Ножигова вызвали в районное управление НКВД, он выехал вместе с Сомовым, у которого были дела в леспромхозе. В дороге Ножигов удивлялся тому, что Воробьева Лиза на похоронах Жорика плакала:
– Бил, как сидорову козу. Испоганил ей жизнь. А она – слезы ручьем. Не понимаю.
– Что тут непонятного? Она не по Жорику плакала, а по своей загубленной жизни. Да и потом, кто поймет женскую душу? Может, она по-своему любила его? Какое-то притяжение между ними было, раз сошлись, не одно же физическое влечение?
– Время подошло, вот и вышла. А что любила? Едва ли. Просто деться некуда было. Да разве она одна, скольких женщин мужья бьют, и ничего, живут.
– Жорик, конечно, изверг был еще тот. Кстати, после его смерти узнал, никакой он не Жорик, а Степан. Многое непонятно в его смерти. Зачем было в него стрелять? Разве он смог бы убежать от таких молодых, здоровых милиционеров? Конечно, нет. Это раз. И второе. Зачем ему убивать Марту Франц? Их пути нигде не перехлестнулись. Я тут поразмыслил над этим и пришел к такому выводу. Страшно сказать.
– А ты не говори, – пробурчал Ножигов.
– Тоже догадался?
– О чем?
– Да все о том же. Не знаешь, почему Дрюкова с должности сняли?
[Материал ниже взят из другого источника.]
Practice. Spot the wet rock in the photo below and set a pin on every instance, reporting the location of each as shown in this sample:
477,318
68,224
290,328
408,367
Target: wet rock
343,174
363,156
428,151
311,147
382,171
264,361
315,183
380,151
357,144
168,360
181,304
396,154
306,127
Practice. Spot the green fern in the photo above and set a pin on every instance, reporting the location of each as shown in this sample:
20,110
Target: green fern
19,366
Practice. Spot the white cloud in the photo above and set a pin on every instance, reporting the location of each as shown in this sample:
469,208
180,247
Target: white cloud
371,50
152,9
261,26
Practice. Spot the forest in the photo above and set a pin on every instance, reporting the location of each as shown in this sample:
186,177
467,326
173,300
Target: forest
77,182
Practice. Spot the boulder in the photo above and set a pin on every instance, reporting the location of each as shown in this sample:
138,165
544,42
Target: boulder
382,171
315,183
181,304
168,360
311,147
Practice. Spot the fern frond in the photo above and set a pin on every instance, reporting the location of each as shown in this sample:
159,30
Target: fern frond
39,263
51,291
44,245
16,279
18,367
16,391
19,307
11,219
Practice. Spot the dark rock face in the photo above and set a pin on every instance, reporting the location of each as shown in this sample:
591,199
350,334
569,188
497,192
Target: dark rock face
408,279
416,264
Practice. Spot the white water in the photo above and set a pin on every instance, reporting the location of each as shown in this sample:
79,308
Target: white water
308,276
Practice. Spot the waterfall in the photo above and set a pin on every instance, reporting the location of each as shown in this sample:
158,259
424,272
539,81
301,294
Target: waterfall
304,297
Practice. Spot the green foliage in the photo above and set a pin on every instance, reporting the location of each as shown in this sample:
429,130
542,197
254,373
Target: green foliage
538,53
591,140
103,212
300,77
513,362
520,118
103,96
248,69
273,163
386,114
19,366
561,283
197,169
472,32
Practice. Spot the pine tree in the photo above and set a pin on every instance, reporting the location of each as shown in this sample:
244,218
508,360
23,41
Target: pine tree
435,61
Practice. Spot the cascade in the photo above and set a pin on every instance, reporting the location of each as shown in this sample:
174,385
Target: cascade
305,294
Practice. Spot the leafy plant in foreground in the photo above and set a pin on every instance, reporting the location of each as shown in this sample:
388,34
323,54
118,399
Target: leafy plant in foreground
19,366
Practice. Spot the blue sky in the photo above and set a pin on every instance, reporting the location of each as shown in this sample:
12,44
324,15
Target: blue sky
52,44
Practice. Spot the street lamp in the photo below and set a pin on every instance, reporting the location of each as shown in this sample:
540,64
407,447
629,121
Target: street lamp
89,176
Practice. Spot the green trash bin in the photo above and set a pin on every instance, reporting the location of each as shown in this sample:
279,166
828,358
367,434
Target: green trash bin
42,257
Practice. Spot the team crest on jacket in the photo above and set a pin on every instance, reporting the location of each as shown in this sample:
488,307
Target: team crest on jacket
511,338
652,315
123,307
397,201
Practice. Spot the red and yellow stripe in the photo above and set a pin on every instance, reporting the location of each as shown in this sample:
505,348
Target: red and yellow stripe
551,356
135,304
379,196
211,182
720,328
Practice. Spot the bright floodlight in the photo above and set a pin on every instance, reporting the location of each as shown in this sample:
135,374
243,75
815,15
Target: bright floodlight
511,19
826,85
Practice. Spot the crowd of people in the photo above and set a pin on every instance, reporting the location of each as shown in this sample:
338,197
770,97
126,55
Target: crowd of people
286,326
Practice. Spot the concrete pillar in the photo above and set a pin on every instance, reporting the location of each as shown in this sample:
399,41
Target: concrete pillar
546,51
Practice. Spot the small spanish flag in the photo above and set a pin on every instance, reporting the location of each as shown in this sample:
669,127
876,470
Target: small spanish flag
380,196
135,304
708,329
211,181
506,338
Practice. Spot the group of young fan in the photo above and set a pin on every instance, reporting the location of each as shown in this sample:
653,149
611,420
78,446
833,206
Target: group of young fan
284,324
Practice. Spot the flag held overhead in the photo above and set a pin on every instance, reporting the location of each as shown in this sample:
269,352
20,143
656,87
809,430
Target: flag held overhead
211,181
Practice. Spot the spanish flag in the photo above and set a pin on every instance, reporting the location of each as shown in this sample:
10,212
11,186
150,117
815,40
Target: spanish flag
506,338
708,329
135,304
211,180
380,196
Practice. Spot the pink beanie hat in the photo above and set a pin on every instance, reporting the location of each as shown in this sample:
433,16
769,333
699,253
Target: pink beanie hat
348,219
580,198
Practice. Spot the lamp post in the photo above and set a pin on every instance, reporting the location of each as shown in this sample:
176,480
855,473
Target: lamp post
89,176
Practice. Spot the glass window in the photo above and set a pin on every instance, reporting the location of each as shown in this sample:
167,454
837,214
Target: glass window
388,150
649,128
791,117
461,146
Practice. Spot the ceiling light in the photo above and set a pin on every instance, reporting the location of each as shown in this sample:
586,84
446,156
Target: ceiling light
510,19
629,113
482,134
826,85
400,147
– Фаина, сестра его, срок мотает.
– Вот оно! – оживился Сомов. – Как я про это забыл. Алексеев Фаину за руку поймал. Черт возьми! Вот теперь все ясно, все встало на свои места. Есть заказ и есть мотив, а Жорик просто исполнитель. Кому сказать, не поверят.
– А ты не говори, – посоветовал Ножигов, ему начинал не нравиться этот разговор.